# MassGen v0.0.3: IMO 2025 AI Winners

This case study demonstrates MassGen's ability to achieve unanimous consensus through strategic vote switching, where agents recognize and reward superior detail and structure in responses to current events queries. This case study was run on version v0.0.3.

**Command:**
```
massgen --config @examples/basic/multi/gemini_4o_claude "Which AI won IMO 2025?"
```

**Prompt:** Which AI won IMO 2025?

**Agents:**
* Agent 1: gemini2.5flash
* Agent 2: gpt-4o (Designated Winner)
* Agent 3: claude-3-5-haiku

**Watch the recorded demo:**

[![MassGen Case Study](https://img.youtube.com/vi/JxoJoHpdWjc/0.jpg)](https://www.youtube.com/watch?v=JxoJoHpdWjc)

**Duration:** 141.0s | 735 chunks | 15 events

## The Collaborative Process

### Initial Response Diversity

Each agent approached the recent AI achievement query with different levels of detail and research depth:

* **Agent 1 (gemini2.5flash)** provided accurate foundational information, correctly identifying that both Google's Gemini Deep Think and OpenAI's experimental model achieved gold medal scores.
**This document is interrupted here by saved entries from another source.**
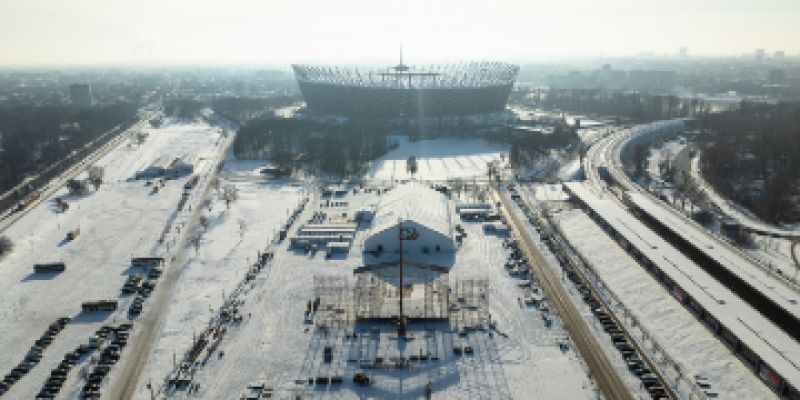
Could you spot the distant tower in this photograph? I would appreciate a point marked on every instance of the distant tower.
(80, 95)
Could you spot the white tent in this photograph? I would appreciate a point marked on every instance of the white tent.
(420, 208)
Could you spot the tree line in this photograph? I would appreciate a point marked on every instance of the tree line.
(633, 106)
(752, 156)
(36, 137)
(332, 149)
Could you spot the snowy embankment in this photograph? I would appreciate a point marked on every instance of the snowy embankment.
(684, 338)
(438, 159)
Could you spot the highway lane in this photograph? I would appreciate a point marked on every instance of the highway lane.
(606, 152)
(603, 371)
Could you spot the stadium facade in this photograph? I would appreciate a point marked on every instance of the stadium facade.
(476, 88)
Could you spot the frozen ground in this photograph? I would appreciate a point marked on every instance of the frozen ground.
(226, 251)
(273, 345)
(122, 219)
(686, 340)
(437, 159)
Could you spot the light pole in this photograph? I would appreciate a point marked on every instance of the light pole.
(403, 234)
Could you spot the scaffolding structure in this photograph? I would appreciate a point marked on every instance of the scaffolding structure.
(333, 298)
(469, 305)
(376, 295)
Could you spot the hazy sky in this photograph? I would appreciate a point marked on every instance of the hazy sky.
(278, 32)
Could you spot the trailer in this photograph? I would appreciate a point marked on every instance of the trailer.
(99, 305)
(147, 261)
(49, 267)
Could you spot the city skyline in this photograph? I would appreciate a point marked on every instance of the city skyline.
(355, 31)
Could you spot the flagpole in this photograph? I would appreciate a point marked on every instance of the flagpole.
(401, 325)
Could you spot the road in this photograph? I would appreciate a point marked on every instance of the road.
(606, 152)
(60, 181)
(151, 321)
(603, 371)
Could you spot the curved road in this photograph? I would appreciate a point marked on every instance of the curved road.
(601, 368)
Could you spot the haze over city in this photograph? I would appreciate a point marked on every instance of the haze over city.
(522, 199)
(87, 32)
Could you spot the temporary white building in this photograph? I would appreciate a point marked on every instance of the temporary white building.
(420, 208)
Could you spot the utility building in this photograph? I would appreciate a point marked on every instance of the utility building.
(422, 210)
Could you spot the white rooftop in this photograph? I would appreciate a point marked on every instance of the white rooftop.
(416, 202)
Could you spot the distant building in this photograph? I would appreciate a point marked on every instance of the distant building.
(777, 75)
(403, 91)
(80, 95)
(651, 79)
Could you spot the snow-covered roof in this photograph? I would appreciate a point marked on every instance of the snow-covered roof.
(413, 201)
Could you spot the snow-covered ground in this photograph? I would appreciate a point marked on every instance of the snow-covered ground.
(735, 211)
(685, 339)
(438, 159)
(274, 346)
(122, 219)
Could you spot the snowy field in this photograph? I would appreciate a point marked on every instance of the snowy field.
(275, 347)
(686, 340)
(437, 159)
(122, 219)
(227, 249)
However, its initial response lacked specific performance metrics and structural organization.

* **Agent 2 (gpt-4o)** conducted comprehensive web research and delivered a well-structured response with specific details: both models solved "five out of six problems" and achieved gold medal-level performance, with clear distinctions between official participation (Google) and independent verification (OpenAI).

* **Agent 3 (claude-3-5-haiku)** performed extensive research with detailed background context, providing rich information about IMO structure, grading processes, and broader implications, but with less concise organization.

### The Strategic Vote Switch

The voting pattern revealed a sophisticated recognition of quality and comprehensiveness:

**Initial Position:**
- Agent 1 initially voted for itself, citing accuracy in differentiating evaluation methods
- All agents provided accurate information, creating potential for close competition

**The Decisive Shift:**
- **Agent 1** switched its vote to Agent 2, explicitly stating: *"Both agents provide accurate information. Agent 2 offers slightly more detail regarding the performance metrics (number of problems solved and score), which makes it a more comprehensive answer."*
- **Agent 3** also voted for Agent 2, praising its *"more structured and concise overview"* and *"clear, balanced manner"*
- **Agent 2** voted for itself, citing its *"clear and concise comparison between Google's and OpenAI's AI models' performances"*

This resulted in a unanimous 3-0 consensus for Agent 2.

### Quality Recognition Factors

The agents specifically recognized Agent 2's superior qualities:

1. **Specific Performance Metrics:** "Five out of six problems" rather than just "gold medal scores"
2. **Clear Structural Organization:** Bullet-pointed comparison format with distinct sections for each company
3. **Balanced Coverage:** Equal treatment of both Google's and OpenAI's achievements
4. **Concise Presentation:** Streamlined information delivery without sacrificing accuracy
5. **Contextual Details:** Inclusion of verification methods and participation status

## The Final Answer

**Agent 2** presented the final response, featuring:

- **Precise Achievement Details:** Both models solved exactly 5 out of 6 IMO problems
- **Clear Differentiation:** Google's official participation vs. OpenAI's independent verification
- **Structural Clarity:** Well-organized bullet points for each company's achievement
- **Verification Context:** Explanation of how results were validated by IMO judges and former medalists
- **Broader Significance:** Positioned as a milestone in AI's complex problem-solving capabilities

## Conclusion

This case study exemplifies MassGen's effectiveness in recognizing and promoting superior response quality through strategic vote switching. Rather than agents simply defending their own answers, the system demonstrated sophisticated quality assessment where Agent 1 specifically acknowledged that Agent 2's additional detail about performance metrics made it "more comprehensive." The unanimous consensus emerged from agents recognizing concrete improvements in structure, specificity, and presentation. This showcases MassGen's strength in achieving quality-driven consensus on current events queries, where accuracy is baseline but comprehensiveness and clarity determine the winning response. The system successfully balanced factual accuracy with presentation quality, resulting in a final answer that was both informative and well-organized for optimal user understanding.